Pigalle olarak dünya mutfağı, yani birçok mutfaktan dokunuşları olan bir restoranız. Burada Türk mutfağı da var, Fransız da var, İtalyan da var ama en önemlisi kahvaltı, öğle ve akşam yemeğinden sonra iyi bir kokteyl konsepti var. Hatta burası bana göre "Comfort Food" tarzında bir dükkan. Çünkü Pigalle'de, 4-5 çeşit başlangıç, bir ana yemek ya da ana yemek yerine bir salata veya bir makarna ile beraber kusursuz bir lezzet dokunuşu yaşamanız mümkün.

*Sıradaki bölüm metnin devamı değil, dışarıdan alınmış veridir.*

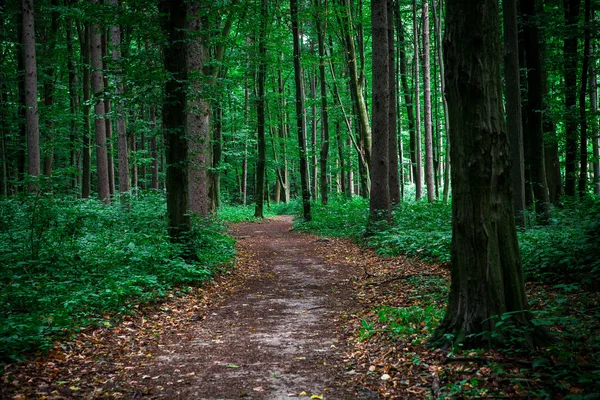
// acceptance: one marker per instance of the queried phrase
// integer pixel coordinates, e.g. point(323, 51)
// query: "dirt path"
point(269, 331)
point(277, 337)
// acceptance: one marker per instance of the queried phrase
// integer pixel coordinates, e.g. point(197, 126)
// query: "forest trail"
point(268, 330)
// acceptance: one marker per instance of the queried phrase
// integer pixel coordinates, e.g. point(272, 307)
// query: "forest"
point(440, 160)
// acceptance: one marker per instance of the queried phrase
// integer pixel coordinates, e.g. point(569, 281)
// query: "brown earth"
point(269, 330)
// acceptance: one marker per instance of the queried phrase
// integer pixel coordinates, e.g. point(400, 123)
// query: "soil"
point(271, 329)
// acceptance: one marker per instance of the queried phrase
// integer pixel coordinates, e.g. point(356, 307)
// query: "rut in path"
point(277, 337)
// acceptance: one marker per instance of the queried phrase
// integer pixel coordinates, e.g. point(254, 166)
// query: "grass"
point(72, 263)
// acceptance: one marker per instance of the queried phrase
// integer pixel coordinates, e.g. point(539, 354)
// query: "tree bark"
point(419, 166)
point(321, 25)
point(300, 113)
point(534, 134)
point(571, 9)
point(513, 108)
point(393, 138)
point(583, 155)
point(31, 106)
point(380, 205)
point(487, 276)
point(174, 118)
point(261, 78)
point(122, 152)
point(427, 107)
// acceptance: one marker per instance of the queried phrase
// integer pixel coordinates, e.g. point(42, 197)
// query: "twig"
point(487, 360)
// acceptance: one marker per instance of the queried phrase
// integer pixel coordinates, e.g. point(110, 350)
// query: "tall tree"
point(174, 117)
point(427, 106)
point(321, 25)
point(260, 111)
point(123, 154)
point(99, 109)
point(535, 167)
point(513, 107)
point(300, 114)
point(487, 275)
point(416, 73)
point(380, 205)
point(571, 39)
point(31, 106)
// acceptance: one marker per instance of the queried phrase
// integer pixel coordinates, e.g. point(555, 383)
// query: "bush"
point(66, 262)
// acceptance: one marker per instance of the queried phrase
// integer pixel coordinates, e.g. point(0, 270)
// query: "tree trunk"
point(419, 167)
point(107, 112)
point(321, 25)
point(427, 107)
point(393, 179)
point(174, 118)
point(595, 129)
point(513, 108)
point(123, 155)
point(73, 103)
point(380, 205)
point(31, 106)
point(198, 118)
point(153, 149)
point(571, 9)
point(261, 78)
point(407, 95)
point(487, 276)
point(86, 167)
point(534, 134)
point(300, 116)
point(583, 171)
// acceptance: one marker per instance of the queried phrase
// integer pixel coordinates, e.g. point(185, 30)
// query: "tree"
point(427, 107)
point(487, 275)
point(174, 118)
point(260, 111)
point(99, 109)
point(571, 9)
point(300, 113)
point(513, 107)
point(31, 108)
point(380, 205)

Pigalle için yola çıkarken aslında burada bir ev ortamı yaratma hayalimiz vardı. Ortaklar olarak tasarımıyla, tarzıyla, ortak bir havuzdaki tüm isteklerimizi sahaya yansıttığımızı düşünüyorum. En büyük isteğimiz, buranın gerçekten bir ev gibi benimsenmesi. Misafirlerimizin buraya günün her saati gelebileceği, kahvaltısını edebileceği, sevdikleriyle burada bir araya gelebileceği, saatlerce sohbet edip öğle veya akşam yemeği yiyebileceği bir mekan kurguladık. Mekan tasarımı ve ambiyansı konusunda da mimarla iş birliğine giderken aynı dili konuşuyor olmak, aynı zevkler, aynı renkler etrafında buluşabilmek, gerçekten büyük önem taşıyor. Biz enerji kavramına inanan bir yapıyız. Bu nedenle enerjinin yaptığımız işe yansıması gerektiğine inanıyoruz. Bu sandalyeyle de olabilir, botanikle de olabilir, müzikle de olabilir... Örneğin; şu an dünyada bana göre, son 10 yılın en doğru mimarisi, botanik. Bir restoranda minimal bir tasarım, taşınmaz kullanabilirsin, fakat botaniği doğru kullanırsan dükkanı o kadar güzel bir hale getirir ki... Onun dışında tabii ki mekan için seçilen materyal, koltuğun rengi, tentenin rengi, barın tonu, aydınlatması; hepsinin bütüne etkisi o kadar önemli ki! Örneğin, aydınlatma bana göre ciddi bir mühendislik işi. Çünkü mekanın aydınlatması bazen güzel bir kadını kötü de gösterebiliyor. Yanlış ışık, insana kendini kötü de hissettirebiliyor, iyi bir yemeği vasat da gösterebiliyor.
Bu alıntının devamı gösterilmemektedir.